I know, I know. Spring training stats don’t mean anything. R.A. Dickey gets bombed by Atlanta? He’s working on a slower knuckleball so … don’t care. Jon Niese gets bombed? He’s had other good outings in the spring so … don’t care. Chris Young and Chris Capuano pitch well? Okay, I care. But their arms can snap at any moment so I’m just always going to be nervous about them as a general practice.
But Mike Pelfrey gets bombed and I worry. I worry because he’s the ace now and he needs to pitch like one. If Chris Young fails, you throw Pat Misch in the rotation. Same with Chris Capuano. Those are the two we hope will do well. Mike Pelfrey is the guy we expect to do well. And if he doesn’t, the Mets are screwed once and for all. Jon Niese? He’s young. R.A. Dickey? He’s old. Who is expecting Jon Niese to have a breakthrough season at this young age? Who’s expecting R.A. Dickey to merely repeat his 2010 performance much less exceed it? Not many. There’s expectation with Pelfrey. Even if the Mets started the season with a healthy Johan Santana there would be the expectation that a guy who was a first round pick would finally blossom at the age of 27. Without Santana? The Mets absolutely need that, and have every right to demand that.

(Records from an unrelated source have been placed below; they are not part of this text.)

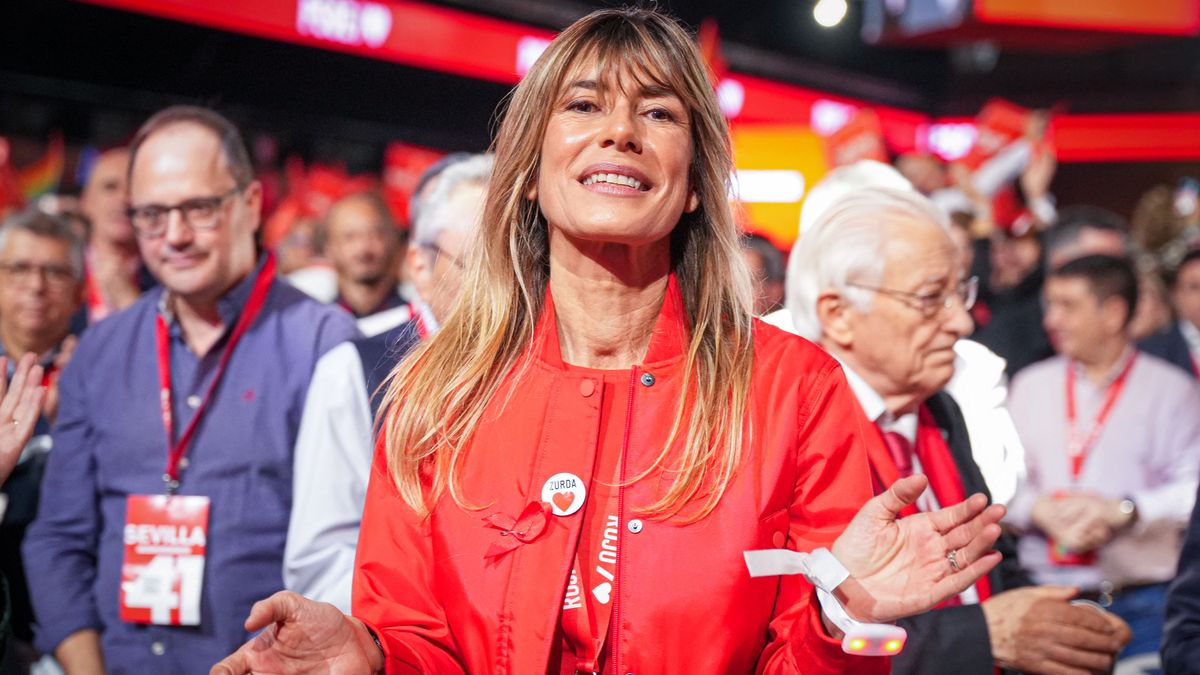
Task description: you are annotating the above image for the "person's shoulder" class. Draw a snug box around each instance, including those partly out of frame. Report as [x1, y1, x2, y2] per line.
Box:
[1138, 323, 1183, 357]
[1138, 348, 1196, 390]
[352, 318, 420, 348]
[1013, 354, 1067, 392]
[77, 286, 162, 353]
[754, 318, 839, 377]
[270, 279, 358, 326]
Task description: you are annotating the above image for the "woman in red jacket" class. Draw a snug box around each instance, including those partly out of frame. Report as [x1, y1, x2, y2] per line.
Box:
[215, 10, 1003, 675]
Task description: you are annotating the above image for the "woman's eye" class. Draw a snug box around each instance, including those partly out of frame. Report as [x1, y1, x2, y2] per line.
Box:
[566, 100, 596, 113]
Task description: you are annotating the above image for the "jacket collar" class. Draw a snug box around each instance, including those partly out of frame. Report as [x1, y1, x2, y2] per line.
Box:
[534, 273, 691, 369]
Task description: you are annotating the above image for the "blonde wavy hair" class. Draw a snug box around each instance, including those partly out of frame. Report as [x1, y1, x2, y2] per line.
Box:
[382, 10, 754, 521]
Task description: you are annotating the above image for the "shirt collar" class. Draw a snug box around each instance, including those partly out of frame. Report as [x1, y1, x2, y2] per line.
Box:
[1180, 319, 1200, 354]
[158, 253, 266, 330]
[408, 292, 442, 335]
[838, 358, 917, 443]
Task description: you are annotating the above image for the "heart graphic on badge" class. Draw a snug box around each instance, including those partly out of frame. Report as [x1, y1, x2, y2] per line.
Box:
[552, 492, 575, 510]
[541, 472, 588, 515]
[592, 581, 612, 604]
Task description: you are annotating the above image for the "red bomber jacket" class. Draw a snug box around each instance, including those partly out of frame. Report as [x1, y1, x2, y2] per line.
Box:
[353, 279, 889, 675]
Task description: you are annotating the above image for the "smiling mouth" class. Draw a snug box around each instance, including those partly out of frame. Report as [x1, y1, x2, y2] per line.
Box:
[582, 173, 649, 192]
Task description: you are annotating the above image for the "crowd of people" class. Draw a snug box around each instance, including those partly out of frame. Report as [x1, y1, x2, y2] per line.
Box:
[0, 10, 1200, 675]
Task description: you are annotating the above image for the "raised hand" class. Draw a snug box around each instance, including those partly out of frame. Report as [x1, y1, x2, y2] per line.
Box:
[209, 591, 383, 675]
[833, 476, 1004, 623]
[0, 354, 46, 483]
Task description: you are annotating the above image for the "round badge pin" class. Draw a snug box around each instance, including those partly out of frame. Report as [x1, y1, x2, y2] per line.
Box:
[541, 473, 588, 515]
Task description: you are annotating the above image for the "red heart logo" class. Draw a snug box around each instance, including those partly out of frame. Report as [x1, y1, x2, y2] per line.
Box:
[552, 492, 575, 512]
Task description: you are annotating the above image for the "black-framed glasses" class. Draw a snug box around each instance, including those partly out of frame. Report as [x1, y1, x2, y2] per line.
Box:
[125, 186, 242, 238]
[421, 244, 467, 269]
[847, 276, 979, 318]
[0, 261, 79, 289]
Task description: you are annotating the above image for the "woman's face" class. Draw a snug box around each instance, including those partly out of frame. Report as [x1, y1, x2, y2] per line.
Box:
[530, 62, 698, 245]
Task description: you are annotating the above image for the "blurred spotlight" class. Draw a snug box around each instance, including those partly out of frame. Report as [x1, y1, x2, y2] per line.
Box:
[812, 0, 847, 28]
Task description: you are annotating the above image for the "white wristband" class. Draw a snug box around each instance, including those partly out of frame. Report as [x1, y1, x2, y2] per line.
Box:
[743, 548, 908, 656]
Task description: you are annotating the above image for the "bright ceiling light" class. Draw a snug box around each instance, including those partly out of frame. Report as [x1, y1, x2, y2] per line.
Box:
[812, 0, 847, 28]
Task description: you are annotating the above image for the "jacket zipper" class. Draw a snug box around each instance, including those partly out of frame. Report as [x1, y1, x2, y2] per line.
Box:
[610, 366, 638, 675]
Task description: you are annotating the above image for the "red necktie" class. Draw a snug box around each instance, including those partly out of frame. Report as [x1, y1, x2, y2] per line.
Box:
[880, 429, 912, 478]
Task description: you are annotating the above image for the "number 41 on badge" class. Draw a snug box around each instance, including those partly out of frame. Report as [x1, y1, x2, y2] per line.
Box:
[120, 495, 209, 626]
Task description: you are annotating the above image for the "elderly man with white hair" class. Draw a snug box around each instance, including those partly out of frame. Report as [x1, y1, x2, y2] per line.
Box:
[787, 187, 1128, 674]
[283, 154, 493, 613]
[763, 160, 1025, 504]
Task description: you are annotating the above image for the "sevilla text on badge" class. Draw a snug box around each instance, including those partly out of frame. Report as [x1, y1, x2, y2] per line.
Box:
[541, 473, 588, 515]
[120, 487, 209, 626]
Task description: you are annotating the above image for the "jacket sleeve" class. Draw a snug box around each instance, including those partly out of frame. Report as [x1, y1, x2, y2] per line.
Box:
[283, 342, 372, 611]
[757, 362, 889, 675]
[892, 604, 995, 675]
[352, 434, 466, 675]
[1163, 475, 1200, 675]
[22, 336, 102, 653]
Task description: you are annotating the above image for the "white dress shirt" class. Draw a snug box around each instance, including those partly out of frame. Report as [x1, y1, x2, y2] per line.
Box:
[283, 342, 374, 613]
[762, 309, 1025, 504]
[1006, 353, 1200, 589]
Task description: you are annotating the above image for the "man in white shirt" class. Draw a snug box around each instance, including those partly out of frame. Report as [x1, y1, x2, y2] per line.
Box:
[1007, 255, 1200, 663]
[787, 187, 1128, 675]
[762, 160, 1025, 504]
[283, 155, 492, 613]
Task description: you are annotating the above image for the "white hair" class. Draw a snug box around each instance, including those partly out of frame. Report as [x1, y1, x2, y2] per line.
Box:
[412, 154, 496, 245]
[785, 186, 950, 341]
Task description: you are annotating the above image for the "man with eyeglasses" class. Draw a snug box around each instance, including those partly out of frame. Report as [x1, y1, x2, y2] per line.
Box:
[1008, 255, 1200, 671]
[0, 209, 83, 671]
[283, 154, 493, 613]
[787, 187, 1127, 675]
[24, 106, 355, 675]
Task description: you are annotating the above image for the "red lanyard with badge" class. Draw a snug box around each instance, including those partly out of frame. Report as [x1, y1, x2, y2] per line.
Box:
[120, 255, 275, 626]
[1049, 352, 1138, 566]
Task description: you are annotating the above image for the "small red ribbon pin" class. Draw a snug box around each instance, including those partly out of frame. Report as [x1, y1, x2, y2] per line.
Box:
[484, 502, 550, 558]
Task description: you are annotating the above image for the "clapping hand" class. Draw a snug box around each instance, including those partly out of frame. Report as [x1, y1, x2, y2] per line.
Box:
[833, 476, 1004, 623]
[0, 354, 46, 483]
[210, 591, 383, 675]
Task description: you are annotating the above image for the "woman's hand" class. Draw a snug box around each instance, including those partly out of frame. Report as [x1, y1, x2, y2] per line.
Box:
[833, 476, 1004, 623]
[210, 591, 383, 675]
[0, 354, 46, 483]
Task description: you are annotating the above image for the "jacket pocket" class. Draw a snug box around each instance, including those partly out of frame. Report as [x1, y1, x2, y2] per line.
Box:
[755, 508, 791, 549]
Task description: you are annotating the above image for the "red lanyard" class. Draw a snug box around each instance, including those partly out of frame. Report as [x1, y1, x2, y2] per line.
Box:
[1067, 352, 1138, 482]
[156, 253, 275, 495]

That’s why I care about a good outing from Pelfrey which has followed some bad outings. That’s the performance that justifies my thinking that the rotation isn’t what the Mets should be worried about. I know the lineup is drastically different from the one that opened 2010. You know, the one that included Alex Cora, Mike Jacobs, Jeff Francoeur, and Gary Matthews Jr. But it’s also a lineup that, without a healthy Carlos Beltran, may struggle to score runs much like the 2010 version did (that opening day lineup did key a 7-1 win … hey, why are there tomatoes flying at me?) It was the pitching that kept the Mets in the season, and although Santana started the season in that rotation, so did John Maine and Oliver Perez. So the pitching, as a whole, I’m strangely calm about.
But not about Pelfrey. That’s why Saturday was big. What’s bigger is that his next start will actually count.